Jethro Tull | This Was (40th Anniversary Collector’s Edition) – CD Review

0
1604

In 1968, Jethro Tull was just another British blues band trying to make their way to the top. Back then, there was some contention as to how well a band led by a flute-playing wild man would go over with blues aficionados. On This Was, the group’s debut, the blues and all of its variants are very much intact. If anything, Ian Anderson’s quirky antics gave the music a boast in the rear. Forty years later, a great revisiting of This Was, spread out over two CDs, exposes the rootsy, humble beginnings of one of the most unique assemblage of musicians to ever grace the earth.
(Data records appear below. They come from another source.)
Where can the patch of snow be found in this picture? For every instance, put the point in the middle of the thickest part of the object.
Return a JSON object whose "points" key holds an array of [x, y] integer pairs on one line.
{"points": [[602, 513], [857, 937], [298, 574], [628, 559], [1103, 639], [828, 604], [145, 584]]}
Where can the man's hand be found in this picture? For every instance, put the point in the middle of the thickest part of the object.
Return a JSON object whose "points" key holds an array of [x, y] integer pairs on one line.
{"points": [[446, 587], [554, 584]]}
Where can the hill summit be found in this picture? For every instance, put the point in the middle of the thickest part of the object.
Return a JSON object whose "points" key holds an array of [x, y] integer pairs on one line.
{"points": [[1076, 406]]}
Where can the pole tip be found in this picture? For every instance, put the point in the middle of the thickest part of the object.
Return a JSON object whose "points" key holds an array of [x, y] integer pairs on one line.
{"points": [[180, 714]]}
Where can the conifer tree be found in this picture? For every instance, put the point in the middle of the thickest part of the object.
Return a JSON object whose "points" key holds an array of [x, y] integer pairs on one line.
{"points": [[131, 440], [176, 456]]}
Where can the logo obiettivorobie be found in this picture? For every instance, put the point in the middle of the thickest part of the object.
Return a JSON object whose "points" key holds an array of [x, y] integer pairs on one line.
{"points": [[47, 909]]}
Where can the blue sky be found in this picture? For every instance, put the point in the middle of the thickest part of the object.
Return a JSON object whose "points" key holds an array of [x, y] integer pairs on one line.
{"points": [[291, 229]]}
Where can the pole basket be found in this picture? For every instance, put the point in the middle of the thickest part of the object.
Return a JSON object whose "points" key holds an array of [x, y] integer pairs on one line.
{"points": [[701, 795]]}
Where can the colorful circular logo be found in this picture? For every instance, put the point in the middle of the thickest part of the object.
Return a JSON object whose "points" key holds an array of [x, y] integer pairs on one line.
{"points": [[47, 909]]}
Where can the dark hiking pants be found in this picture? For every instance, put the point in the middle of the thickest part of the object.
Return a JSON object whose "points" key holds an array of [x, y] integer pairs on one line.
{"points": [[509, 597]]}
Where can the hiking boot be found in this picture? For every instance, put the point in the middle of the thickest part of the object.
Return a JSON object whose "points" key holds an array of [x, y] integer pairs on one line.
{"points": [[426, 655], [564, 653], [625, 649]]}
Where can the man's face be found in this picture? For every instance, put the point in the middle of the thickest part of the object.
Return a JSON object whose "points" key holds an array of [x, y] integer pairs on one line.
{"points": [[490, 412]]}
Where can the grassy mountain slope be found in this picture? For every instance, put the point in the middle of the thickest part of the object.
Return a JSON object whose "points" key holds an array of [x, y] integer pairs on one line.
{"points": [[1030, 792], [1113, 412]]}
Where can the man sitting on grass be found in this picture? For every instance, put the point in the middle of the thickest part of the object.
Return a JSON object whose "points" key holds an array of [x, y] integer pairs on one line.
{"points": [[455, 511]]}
Guitarist Mick Abraham, the group’s blues mentor who left shortly after the release of This Was, is a dominant force on many of the record’s numbers. He lights the fire under the opener “My Sunday Feeling,” with Anderson’s spunky flute riding shotgun. “Move On Alone,” Abraham’s own tell-tale composition, is somewhat simmered with a few lazy horns, but his steady and smooth blues-based fretwork is highlighted on “It’s Breaking Me Up” and “Cat’s Squirrel.”

For all that Abraham offered, however, the sheer veracity of Anderson’s talent as a singer, songwriter and instrumentalist gives This Was an incomparable quality. Throw in bassist Glen Cornick and drummer Clive Bunker, and the Jethro Tull of 1968 swings far and wide on such tunes as “Beggar’s Farm,” “Serenade To A Cuckoo,” “Dharma For One,” and the first of many songs about Anderson’s friend and one-time Tull bassist Jeffery Hammond-Hammond, “A Song For Jeffrey.”

As a two-CD set, the expanded 40th Anniversary Collector’s Edition of This Was is a well configured package. Disc one features the whole album remastered in mono. Five additional tracks — all except “So Much Trouble” are from the original This Was — are taken from the BBC recorded for John Peel’s Top Gear program on July 23, 1968. The second disc includes a stereo mix of This Was, along with six bonus tracks, including two versions — one in mono, one in stereo — of “Love Story” and “Christmas Song,” and two additional Abraham tunes, “Sunshine Day” and “One For John Gee,” which apparently appeared as early A-side and B-side singles, respectively.

The set’s booklet comes with written comments from all four original band members, who occasionally get together for a bash now and then. But “what’s now” for Jethro Tull is that of a dynamic touring band with a rich, 40-year-old legacy. All the more reason to recognize and appreciate the importance of This Was.